In such a situation, you need to contact the court in which the hearing took place and familiarize yourself with the case materials. Subpoenas that were sent to you but not received by you should be attached to the case materials.

You may submit a written request to vacate a default judgment no later than 30 days after you receive the letter of judgment if you believe your testimony will significantly affect the judgment.

If the specified period has expired, then additionally attach a request to extend the period for filing your petition, indicating a valid reason.

If you are planning to submit such a petition, then you should attach documents confirming that you did not receive the notice. Since in most cases subpoenas are sent by registered mail with notification, you can make a request to your post office with a request to confirm the fact that no registered letters were sent to your actual residential address. It happens that a letter may be lost in the mail. Lost parcels and letters are not a rare occurrence.

If you receive a subpoena, do not be afraid or panic.

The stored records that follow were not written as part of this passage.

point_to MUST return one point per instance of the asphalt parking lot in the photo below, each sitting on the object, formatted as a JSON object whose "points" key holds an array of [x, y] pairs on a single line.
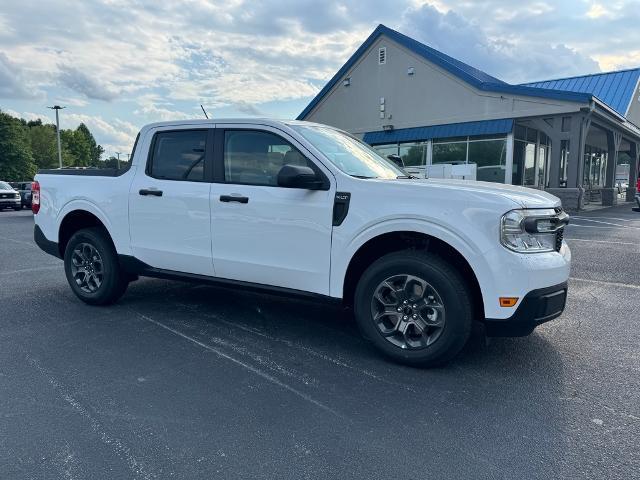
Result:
{"points": [[186, 381]]}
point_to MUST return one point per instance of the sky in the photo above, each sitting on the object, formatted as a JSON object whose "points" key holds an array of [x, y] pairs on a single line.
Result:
{"points": [[117, 65]]}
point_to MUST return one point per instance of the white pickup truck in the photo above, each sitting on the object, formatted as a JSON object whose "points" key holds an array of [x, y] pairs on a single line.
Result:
{"points": [[301, 208]]}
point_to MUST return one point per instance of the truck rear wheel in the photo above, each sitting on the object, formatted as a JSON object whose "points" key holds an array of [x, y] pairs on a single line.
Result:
{"points": [[92, 268], [414, 307]]}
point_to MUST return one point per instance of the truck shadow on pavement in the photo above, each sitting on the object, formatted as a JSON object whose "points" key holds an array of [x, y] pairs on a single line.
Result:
{"points": [[508, 389]]}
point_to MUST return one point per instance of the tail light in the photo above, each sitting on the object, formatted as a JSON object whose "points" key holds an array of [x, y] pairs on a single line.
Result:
{"points": [[35, 197]]}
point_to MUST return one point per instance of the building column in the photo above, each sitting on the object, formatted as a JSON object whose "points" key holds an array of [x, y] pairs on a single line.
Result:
{"points": [[610, 192], [634, 152], [573, 195], [508, 168]]}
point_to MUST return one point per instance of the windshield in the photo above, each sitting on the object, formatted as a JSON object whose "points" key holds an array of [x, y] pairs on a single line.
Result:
{"points": [[349, 154]]}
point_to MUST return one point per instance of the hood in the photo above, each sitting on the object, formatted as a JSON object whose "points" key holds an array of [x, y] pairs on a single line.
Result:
{"points": [[522, 197]]}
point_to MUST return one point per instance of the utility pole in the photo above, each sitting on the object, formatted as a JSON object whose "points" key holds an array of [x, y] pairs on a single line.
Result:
{"points": [[57, 108]]}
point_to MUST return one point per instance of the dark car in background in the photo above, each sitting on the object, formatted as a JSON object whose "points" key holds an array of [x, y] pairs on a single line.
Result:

First, study the case materials that were provided to you. Be sure to sign for receipt so that there are no additional problems. If you still have unanswered questions, contact the court for additional information so that you can behave correctly in court.

Check your schedule to see if you have any important work planned for that day, and also notify your employer that you will be absent from the workplace during this period. Take the summons seriously and be sure to appear at the meeting, because, perhaps, the decision in the case will depend on your testimony.

What can be learned from the contents of the court order?

After reviewing the contents of the order, you can decide to file an objection or cassation appeal. If you agree with the demands of the creditor, then you can completely repay the debt without waiting for the cards to be written off, as well as the unpleasant procedures of inventory, seizure and sale of property.

In the contents of the order you can find out:

  • name of the judicial authority;
  • number of the case (order), date of the judicial act;
  • information about the creditor and debtor;
  • essence of the requirement;
  • the amount of the principal debt, the amount of penalties already accrued;
  • details for paying the debt (for example, bank account number).

The order is always certified by the seal and signature of the judge. In this case, the original document is stored in the court case materials, and the claimant receives a certified copy.

Hiding from notice

In administrative cases, they are faced with the defendant’s reluctance to receive subpoenas. This approach to the case is chosen to avoid administrative liability due to failure to appear. The statute of limitations for consideration of such hearings is 2 months, and if during this period the case through the fault of the defendant was not brought to completion, the latter wins. Amnesty for an administrative violator occurs in case of failure to appear for a good reason, but if the hearings have already been officially scheduled, on the fourth day the judge will make a decision without the defendant.